Zachary and Muriel move into a farmhouse in rural Vermont. Unbeknownst to them the house is still inhabited by the ghost of Simon, the previous inhabitant. Simon spends his days replaying his marriage in his own mind, while also engaging in occasionally intimate observation of the new homeowners. But soon the crisis of a missing child, a local eleven-year-old, threatens the tenuous domestic equilibrium.
Howard Norman writes elegant prose—but really, that's because everything about Howard Norman is elegant ... Many a domestic-thriller writer would have taken this fabulous conceit and used it in constructing an unbearably taut tale of psychological angst. But Norman is after different game—not better, necessarily, just different. The Ghost Clause has myriad elements that could spark mystery, investigation, or terror ... Simon is a far from perfect spouse, novelist, or narrator, but he hasn't given up on life's goodness and pleasures. As he guides you through a season in Adamant, you may find yourself dreaming about taking a sabbatical up north.
Certainly these elements—erotic, comic, oddball, even genuinely unsettling—are more than seductive. If only The Ghost Clause built on them to deliver what it at first seems to promise: a spooky and heartfelt tale of love and loss, of two marriages linked by the bones of an old house. Instead, bafflingly, Norman decides to throw a lot of other, less engaging, plotlines into the mix ... the central relationships barely change; the farmhouse itself is dropped for pages on end; so many threads that ought to be satisfyingly woven together seem to miss their connections. And the tangents don’t help ... It’s a pity, because Norman’s evocation of that emotionally and temporally elastic space between life and death, the 'ongoingness,' is hypnotic. I’d have liked fewer wacky diversions and more of the shivery, disruptive unease that worked so well in the opening chapter and almost brought me to tears in Norman’s haunting final paragraph.

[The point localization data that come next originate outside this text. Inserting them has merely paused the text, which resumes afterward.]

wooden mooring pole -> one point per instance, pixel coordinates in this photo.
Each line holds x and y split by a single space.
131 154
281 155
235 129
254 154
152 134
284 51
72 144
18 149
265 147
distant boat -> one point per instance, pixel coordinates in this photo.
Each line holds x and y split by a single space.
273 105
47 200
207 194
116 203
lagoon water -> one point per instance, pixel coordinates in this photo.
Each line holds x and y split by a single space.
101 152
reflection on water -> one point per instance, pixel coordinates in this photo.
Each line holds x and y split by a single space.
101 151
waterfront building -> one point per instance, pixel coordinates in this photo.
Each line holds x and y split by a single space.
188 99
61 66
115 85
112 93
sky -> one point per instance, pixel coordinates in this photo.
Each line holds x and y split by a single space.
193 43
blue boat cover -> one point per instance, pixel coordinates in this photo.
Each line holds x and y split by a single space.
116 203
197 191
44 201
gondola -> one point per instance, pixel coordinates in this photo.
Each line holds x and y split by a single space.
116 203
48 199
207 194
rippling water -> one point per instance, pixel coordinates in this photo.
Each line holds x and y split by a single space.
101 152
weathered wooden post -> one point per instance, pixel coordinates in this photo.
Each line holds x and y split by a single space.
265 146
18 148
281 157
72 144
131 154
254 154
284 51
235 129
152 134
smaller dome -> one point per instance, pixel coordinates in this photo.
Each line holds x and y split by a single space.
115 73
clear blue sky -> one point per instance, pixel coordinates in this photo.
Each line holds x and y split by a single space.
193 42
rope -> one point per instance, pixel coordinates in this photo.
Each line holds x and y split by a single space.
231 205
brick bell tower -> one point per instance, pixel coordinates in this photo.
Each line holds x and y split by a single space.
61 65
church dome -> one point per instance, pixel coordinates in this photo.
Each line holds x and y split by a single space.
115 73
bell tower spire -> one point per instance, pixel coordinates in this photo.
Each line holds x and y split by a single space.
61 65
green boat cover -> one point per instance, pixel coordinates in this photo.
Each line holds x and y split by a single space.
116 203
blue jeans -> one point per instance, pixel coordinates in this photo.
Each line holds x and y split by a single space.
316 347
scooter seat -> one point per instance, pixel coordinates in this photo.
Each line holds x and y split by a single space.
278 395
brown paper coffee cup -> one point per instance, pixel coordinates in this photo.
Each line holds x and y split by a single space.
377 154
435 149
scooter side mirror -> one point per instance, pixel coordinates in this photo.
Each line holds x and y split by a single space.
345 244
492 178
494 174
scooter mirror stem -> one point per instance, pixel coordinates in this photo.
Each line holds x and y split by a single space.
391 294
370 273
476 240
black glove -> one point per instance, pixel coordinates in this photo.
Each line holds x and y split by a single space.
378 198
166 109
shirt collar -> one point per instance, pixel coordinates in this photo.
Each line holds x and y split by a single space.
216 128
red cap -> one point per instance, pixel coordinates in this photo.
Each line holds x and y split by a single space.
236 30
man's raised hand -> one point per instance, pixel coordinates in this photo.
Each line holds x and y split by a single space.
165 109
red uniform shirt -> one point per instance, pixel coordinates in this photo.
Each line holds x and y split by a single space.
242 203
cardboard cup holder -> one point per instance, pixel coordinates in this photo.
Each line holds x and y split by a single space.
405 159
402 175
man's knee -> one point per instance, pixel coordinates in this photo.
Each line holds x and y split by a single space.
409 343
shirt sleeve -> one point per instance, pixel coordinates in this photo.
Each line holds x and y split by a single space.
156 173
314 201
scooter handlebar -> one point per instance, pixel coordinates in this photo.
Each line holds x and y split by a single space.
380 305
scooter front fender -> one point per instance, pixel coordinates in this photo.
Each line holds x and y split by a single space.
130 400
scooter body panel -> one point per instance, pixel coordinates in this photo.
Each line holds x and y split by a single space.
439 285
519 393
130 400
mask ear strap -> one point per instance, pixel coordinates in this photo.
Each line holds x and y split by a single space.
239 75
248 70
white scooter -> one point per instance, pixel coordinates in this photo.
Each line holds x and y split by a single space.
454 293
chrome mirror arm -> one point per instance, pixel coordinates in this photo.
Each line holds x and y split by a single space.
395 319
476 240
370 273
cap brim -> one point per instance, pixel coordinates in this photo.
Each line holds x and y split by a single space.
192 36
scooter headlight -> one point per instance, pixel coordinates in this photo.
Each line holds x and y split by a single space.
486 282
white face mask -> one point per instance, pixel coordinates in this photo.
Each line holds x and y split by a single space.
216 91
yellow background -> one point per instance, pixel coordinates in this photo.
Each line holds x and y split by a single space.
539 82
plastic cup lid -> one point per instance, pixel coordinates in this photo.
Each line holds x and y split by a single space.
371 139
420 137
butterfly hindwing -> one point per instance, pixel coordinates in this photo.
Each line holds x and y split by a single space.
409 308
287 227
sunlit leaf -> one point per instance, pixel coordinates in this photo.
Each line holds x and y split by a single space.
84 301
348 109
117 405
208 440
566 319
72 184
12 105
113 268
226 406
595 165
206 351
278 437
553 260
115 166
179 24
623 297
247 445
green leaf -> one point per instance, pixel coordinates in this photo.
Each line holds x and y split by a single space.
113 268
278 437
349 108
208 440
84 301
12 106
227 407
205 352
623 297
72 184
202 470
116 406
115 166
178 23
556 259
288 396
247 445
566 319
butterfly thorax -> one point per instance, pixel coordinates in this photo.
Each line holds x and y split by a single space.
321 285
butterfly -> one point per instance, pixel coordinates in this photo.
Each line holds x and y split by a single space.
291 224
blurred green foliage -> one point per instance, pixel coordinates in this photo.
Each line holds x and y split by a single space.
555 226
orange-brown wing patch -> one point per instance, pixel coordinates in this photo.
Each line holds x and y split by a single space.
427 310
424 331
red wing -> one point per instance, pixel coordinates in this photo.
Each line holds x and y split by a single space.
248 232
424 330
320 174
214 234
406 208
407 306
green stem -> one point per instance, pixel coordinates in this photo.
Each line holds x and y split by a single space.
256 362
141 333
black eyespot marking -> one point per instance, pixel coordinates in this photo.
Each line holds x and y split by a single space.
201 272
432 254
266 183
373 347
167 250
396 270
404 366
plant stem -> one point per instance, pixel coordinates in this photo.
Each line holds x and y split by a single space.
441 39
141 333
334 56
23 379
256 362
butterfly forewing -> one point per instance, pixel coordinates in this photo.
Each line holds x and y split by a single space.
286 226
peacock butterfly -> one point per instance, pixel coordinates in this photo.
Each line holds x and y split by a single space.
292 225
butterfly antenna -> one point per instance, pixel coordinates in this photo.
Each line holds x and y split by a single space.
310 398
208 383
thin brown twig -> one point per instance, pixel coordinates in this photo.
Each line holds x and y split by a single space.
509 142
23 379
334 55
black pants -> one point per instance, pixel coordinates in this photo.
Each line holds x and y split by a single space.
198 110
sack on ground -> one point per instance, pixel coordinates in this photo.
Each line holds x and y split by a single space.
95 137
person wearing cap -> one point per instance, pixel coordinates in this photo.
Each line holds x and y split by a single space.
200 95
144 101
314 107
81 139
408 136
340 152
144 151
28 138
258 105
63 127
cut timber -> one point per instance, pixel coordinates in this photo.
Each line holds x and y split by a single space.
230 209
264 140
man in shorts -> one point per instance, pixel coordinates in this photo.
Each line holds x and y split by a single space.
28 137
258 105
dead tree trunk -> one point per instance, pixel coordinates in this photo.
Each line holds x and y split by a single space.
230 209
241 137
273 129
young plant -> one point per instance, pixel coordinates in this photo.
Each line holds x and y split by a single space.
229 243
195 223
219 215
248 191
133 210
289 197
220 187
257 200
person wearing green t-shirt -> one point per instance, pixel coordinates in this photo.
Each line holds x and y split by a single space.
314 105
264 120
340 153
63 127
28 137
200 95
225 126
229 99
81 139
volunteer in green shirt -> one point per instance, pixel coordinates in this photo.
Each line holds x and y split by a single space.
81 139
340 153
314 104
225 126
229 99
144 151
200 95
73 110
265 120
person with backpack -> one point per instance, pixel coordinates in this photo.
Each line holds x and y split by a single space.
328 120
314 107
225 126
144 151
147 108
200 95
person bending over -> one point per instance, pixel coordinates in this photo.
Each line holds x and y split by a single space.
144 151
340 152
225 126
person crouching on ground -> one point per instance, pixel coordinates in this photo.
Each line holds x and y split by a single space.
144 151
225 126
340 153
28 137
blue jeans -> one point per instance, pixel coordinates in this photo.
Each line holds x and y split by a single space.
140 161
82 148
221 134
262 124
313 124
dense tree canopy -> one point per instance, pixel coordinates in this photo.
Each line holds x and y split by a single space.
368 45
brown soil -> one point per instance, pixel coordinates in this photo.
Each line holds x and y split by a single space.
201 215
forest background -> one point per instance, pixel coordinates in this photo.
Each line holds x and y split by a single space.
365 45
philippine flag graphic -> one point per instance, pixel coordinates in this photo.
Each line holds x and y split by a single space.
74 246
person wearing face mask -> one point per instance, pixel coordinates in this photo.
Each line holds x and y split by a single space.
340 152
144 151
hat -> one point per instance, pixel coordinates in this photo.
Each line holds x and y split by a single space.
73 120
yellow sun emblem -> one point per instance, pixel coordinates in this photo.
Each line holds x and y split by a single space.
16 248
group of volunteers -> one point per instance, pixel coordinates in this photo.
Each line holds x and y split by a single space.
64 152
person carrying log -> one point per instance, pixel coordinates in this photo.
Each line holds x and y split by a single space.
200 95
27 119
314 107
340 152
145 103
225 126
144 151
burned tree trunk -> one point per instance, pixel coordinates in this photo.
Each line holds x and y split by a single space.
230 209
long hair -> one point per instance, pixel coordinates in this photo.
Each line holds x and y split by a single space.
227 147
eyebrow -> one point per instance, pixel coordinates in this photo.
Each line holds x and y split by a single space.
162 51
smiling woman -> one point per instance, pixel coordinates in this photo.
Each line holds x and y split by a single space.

...the whodunit plot operates at a simmer ... Norman is striving to change our concept of the afterlife—not as something that is the opposite of living, but its palimpsest, its echo. Death delivers us not to heaven or hell but to the library. And aren’t books, like ghosts, echoes of our lives? In tweaking our conception of the afterlife, Norman is abandoning the ghost story as we’ve been conditioned to understand it ... The melancholic mood thickens in The Ghost Clause, as Simon, Lorca, Zachary, and Muriel contemplate their losses (the missing child, the miscarriage, Simon himself). Yet the novel’s trajectory also ultimately stabilizes the mood, as Corrine’s case is resolved and the nature of Simon’s presence becomes clearer. This isn’t the same thing as saying the novel has a happy ending...it simply acknowledges the push and pull of joy and loss.